I now understand how a web page is served and how one can have links on that page and deliver other pages as somebody clicks on the links. It seems really simple.

However I now need to do file transfers, of arbitrary size. My understanding that the client end is a standard browser feature. On a download, the browser offers a Save As dialog. On an upload, it offers a file browser to pick the file. It is the transfer I don't know. I think it is done in blocks, chosen to suit the server memory availability, and the client has to request the next block. All examples I see online again apply to standard servers like Apache. Can anyone tell me the actual data flowing?

Many thanks :)

ejeffrey:
File downloads are handled like any other request.  The client decides whether to try to display it or download it by default based on file type.

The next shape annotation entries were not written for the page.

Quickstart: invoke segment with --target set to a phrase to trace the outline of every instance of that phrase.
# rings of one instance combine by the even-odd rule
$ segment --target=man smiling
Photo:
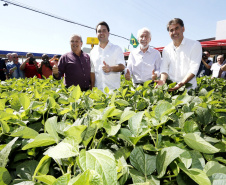
[[[140,47],[133,50],[128,59],[126,80],[130,80],[131,75],[135,85],[143,84],[148,80],[155,80],[159,76],[161,55],[159,51],[149,46],[151,42],[151,32],[148,28],[142,28],[137,33]]]
[[[163,62],[160,67],[161,79],[156,80],[157,86],[163,85],[169,77],[177,85],[170,89],[175,91],[191,83],[194,89],[197,86],[195,75],[198,72],[202,58],[202,47],[198,41],[184,38],[184,23],[175,18],[169,21],[167,31],[173,40],[163,50]]]
[[[120,72],[125,68],[122,49],[109,42],[109,26],[100,22],[96,34],[100,41],[90,52],[90,60],[95,68],[95,86],[104,91],[105,87],[114,90],[120,87]]]
[[[81,50],[82,43],[80,35],[71,37],[71,52],[62,55],[58,66],[53,66],[53,76],[58,80],[64,76],[66,87],[79,85],[82,91],[86,91],[92,89],[95,76],[89,55]]]

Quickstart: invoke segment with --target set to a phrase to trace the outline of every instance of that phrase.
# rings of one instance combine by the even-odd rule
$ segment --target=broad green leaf
[[[22,137],[25,139],[34,139],[37,135],[38,135],[38,132],[36,132],[35,130],[33,130],[29,127],[21,126],[21,127],[17,128],[16,130],[14,130],[10,136]]]
[[[156,167],[158,172],[158,178],[162,178],[166,173],[166,168],[168,165],[176,158],[178,158],[184,150],[172,146],[163,148],[157,155],[156,158]]]
[[[64,131],[64,134],[66,136],[72,136],[75,137],[75,139],[80,143],[83,139],[82,133],[87,128],[86,125],[78,125],[78,126],[72,126],[68,130]]]
[[[102,149],[82,150],[79,164],[83,171],[95,170],[103,179],[105,185],[117,184],[115,158],[111,152]]]
[[[136,113],[133,112],[133,111],[130,111],[130,108],[127,107],[124,112],[122,113],[121,117],[120,117],[120,120],[119,120],[119,123],[123,123],[124,121],[127,121],[129,120],[131,117],[133,117]]]
[[[138,136],[140,133],[141,121],[144,112],[138,112],[133,117],[129,119],[129,128],[134,136]]]
[[[197,115],[198,121],[203,125],[207,125],[213,120],[211,111],[208,108],[198,107],[195,113]]]
[[[145,154],[143,147],[135,147],[130,154],[131,164],[145,177],[152,174],[156,169],[156,156]]]
[[[192,157],[192,168],[197,168],[203,170],[205,166],[205,159],[203,158],[202,154],[197,150],[189,151]]]
[[[0,110],[5,110],[5,99],[0,99]]]
[[[35,169],[35,172],[33,174],[33,180],[37,173],[42,175],[46,175],[49,172],[49,165],[50,165],[51,159],[48,155],[44,156],[38,163],[38,166]]]
[[[30,103],[31,103],[28,95],[22,94],[20,96],[20,103],[21,103],[22,107],[24,108],[24,110],[27,110],[30,106]]]
[[[68,185],[71,175],[66,173],[59,177],[52,185]]]
[[[107,107],[102,113],[102,120],[105,121],[108,115],[115,110],[115,107]]]
[[[16,167],[16,174],[21,179],[32,180],[38,161],[25,161]]]
[[[174,106],[167,101],[161,101],[154,109],[154,116],[161,121],[165,115],[175,112]]]
[[[7,185],[11,182],[11,179],[8,170],[4,167],[0,167],[0,184]]]
[[[178,166],[183,170],[192,180],[194,180],[199,185],[211,185],[211,182],[205,172],[200,169],[192,168],[187,169],[183,163],[179,163]]]
[[[212,175],[212,185],[224,185],[226,182],[226,174],[215,173]]]
[[[78,141],[75,137],[66,137],[56,146],[50,147],[44,155],[48,155],[54,159],[69,158],[79,155]]]
[[[213,154],[219,152],[219,149],[215,148],[210,143],[206,142],[199,135],[194,133],[189,133],[184,136],[185,143],[192,149],[199,152]]]
[[[118,100],[115,100],[115,103],[117,103],[119,106],[129,106],[130,103],[127,102],[126,100],[123,100],[123,99],[118,99]]]
[[[55,138],[56,142],[58,143],[60,138],[57,134],[57,116],[48,118],[45,122],[46,131]]]
[[[40,175],[36,176],[35,179],[44,182],[47,185],[52,185],[56,181],[56,178],[52,175]]]
[[[106,121],[104,122],[103,127],[109,136],[114,136],[121,128],[121,125],[120,124],[115,125],[113,122]]]
[[[160,181],[152,175],[145,177],[135,169],[130,169],[129,171],[134,184],[160,185]]]
[[[82,91],[79,85],[74,87],[70,93],[70,97],[73,98],[75,101],[78,101],[81,95],[82,95]]]
[[[27,145],[25,145],[22,150],[27,150],[29,148],[36,148],[36,147],[41,147],[41,146],[49,146],[52,144],[55,144],[56,140],[54,137],[52,137],[49,134],[39,134],[38,136],[35,137],[35,139],[28,143]]]
[[[86,170],[79,177],[69,181],[68,185],[103,185],[101,176],[94,170]]]
[[[8,162],[8,156],[11,152],[12,146],[16,142],[18,137],[11,140],[1,151],[0,151],[0,167],[6,167]]]
[[[48,99],[46,100],[46,103],[49,109],[56,107],[56,101],[53,97],[48,97]]]
[[[209,161],[206,163],[203,171],[206,173],[207,176],[212,176],[214,173],[226,174],[226,166],[215,161]]]

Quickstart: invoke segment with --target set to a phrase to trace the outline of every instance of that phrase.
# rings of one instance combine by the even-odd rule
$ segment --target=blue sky
[[[199,40],[216,35],[217,21],[226,19],[225,0],[17,0],[12,1],[60,16],[90,27],[106,21],[110,32],[126,38],[137,35],[142,27],[151,30],[151,46],[171,42],[166,30],[168,21],[184,21],[185,37]],[[69,39],[74,33],[96,37],[95,30],[67,23],[0,1],[0,50],[64,54],[70,51]],[[109,40],[123,50],[129,41],[110,36]],[[130,50],[132,46],[129,46]]]

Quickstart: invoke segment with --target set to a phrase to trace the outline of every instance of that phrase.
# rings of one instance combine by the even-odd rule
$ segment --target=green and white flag
[[[133,36],[132,33],[131,33],[131,38],[130,38],[130,44],[133,45],[134,48],[136,48],[139,45],[137,39]]]

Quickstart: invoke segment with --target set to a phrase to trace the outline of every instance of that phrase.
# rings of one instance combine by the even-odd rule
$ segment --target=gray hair
[[[79,34],[73,34],[73,35],[71,36],[71,38],[73,38],[73,37],[79,37],[79,38],[81,39],[81,42],[82,42],[82,36],[81,36],[81,35],[79,35]]]
[[[138,30],[138,32],[137,32],[137,38],[139,38],[140,35],[141,35],[144,31],[147,31],[147,32],[150,34],[150,37],[151,37],[151,31],[150,31],[148,28],[144,27],[144,28],[141,28],[140,30]]]

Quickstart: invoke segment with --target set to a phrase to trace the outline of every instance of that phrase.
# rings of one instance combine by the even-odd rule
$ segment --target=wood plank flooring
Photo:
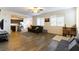
[[[12,32],[8,41],[0,42],[0,51],[47,51],[54,36],[49,33]]]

File uploads are done with form submission.  A file upload must use the submission method "POST" not "GET". There is no chunking, and it isn't normally broken into multiple requests.  Throttling is just done by standard TCP connection throttling.

There is a "content range" field to request certain byte ranges that is used to get early previews in some document types but it's up to the client and often not used.

Nominal Animal:
Downloads are served exactly like HTML pages, only the Content-Type: defines the file type.
If you want to force the file to be saved (and not opened in an application), use Content-Type: application/octet-stream.

File uploads use POST method requests, where the header part is followed (by an empty line and) the uploaded file data.
The Content-Type is multipart/form-data; boundary=boundarystring with the boundarystring usually quoted.
Mozilla Developer Network has an example:

--- Code: ---POST /test HTTP/1.1
Host: foo.example
Content-Type: multipart/form-data;boundary="boundary"

--boundary
Content-Disposition: form-data; name="field1"

value1
--boundary
Content-Disposition: form-data; name="field2"; filename="example.txt"

value2
--boundary--

--- End code ---
Note that each newline in the above snippet is \r\n.  Browsers tend to use long boundary strings, which can be annoying.

SiliconWizard:
I think there's a specific request for partial transfers too, but I don't remember the details.

Nominal Animal:
Unless the server provides an Accept-Ranges HTTP header, clients shouldn't try to request ranges or partial responses.  Requests themselves are always complete, not split into ranges.

If a request does contain a Range HTTP header, it is up to the server to completely ignore it (just return a normal 200 Ok response with the entire contents), return only the range(s) (in a 206 Partial Content response), or error out with 416 Range Not Satisfiable.  The most robust approach is to ignore it, and just always return full contents.